Willow500 Sat 19-May-18 06:24:10

As someone who hates confrontation I would be inclined to just accept things the way they are and not try to force a relationship with your DIL or try to analyse why it's the way it is. Asking her to meet up if it's not something you've done before could set alarm bells ringing in her head and may make the situation worse. Continue to have them visit, be pleasant and interested in what she is doing and be thankful that you have regular contact with your grandchildren. If you want to treat them to a holiday let them go on their own. Hopefully as the children grow the tensions will ease and you may end up on a more equal footing so she can relate better to you.

agnurse Sat 19-May-18 06:07:17

Smileless

It may be down to semantics, but in fairness I don't know if all of those people (yourself included) have been explicitly TOLD their grandchildren are being used as a weapon.
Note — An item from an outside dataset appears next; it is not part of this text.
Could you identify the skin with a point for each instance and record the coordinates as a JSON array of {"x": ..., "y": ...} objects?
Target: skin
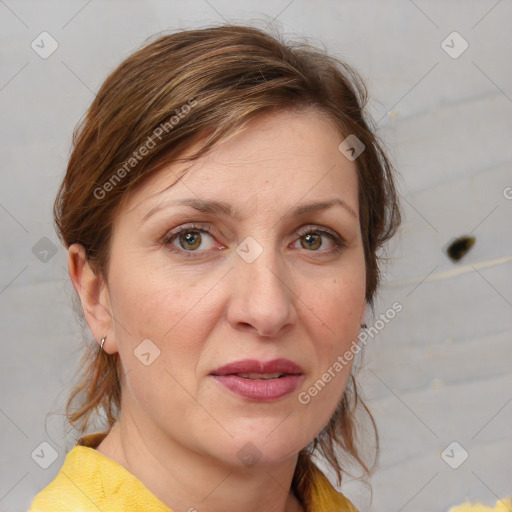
[{"x": 179, "y": 430}]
It may appear that way, but if you have not been told the reason for the estrangement it boils down to speculation. It's not possible to determine the operation of another person's mind.

Soontobegran Fri 18-May-18 20:33:23

@smileless, I wasn't addressing your post. I was speaking to autumnsun's post that said "we actually have had the shit from both ends so to speak"

Smileless2012 Fri 18-May-18 20:31:47

Being CO of your child's and GC's lives is more than "a bit crappy" and I doubt you'd think it worth it if it happened to you Soontobe.

Soontobegran Fri 18-May-18 20:27:01

"*we actually have had the shit from both ends so to speak*"

Yes...I guess that's true. My parents and ils never once thought to consider our needs or ways of wishing we could do things, and we chose to conform to this.

But, if now the other end of the stick is a bit crappy, and it means my own ACs will have freedoms my dh and I never did? Two words:
Worth.
It.

At least to me. I feel proud to offer them what was never even a consideration towards us.

Smileless2012 Fri 18-May-18 20:13:03

Even if most don't use their children as weapons agnurse some do. You've read and responded to posts from GP's who've been CO of their AC's lives and as a result their GC's lives also.

So you've read at least of some d's.i.l. who do fall into that category.

Yes autumnsun some of us have indeed "had the shit from both ends so to speak" and it doesn't get any shittier than having your GC taken away from you out of spite.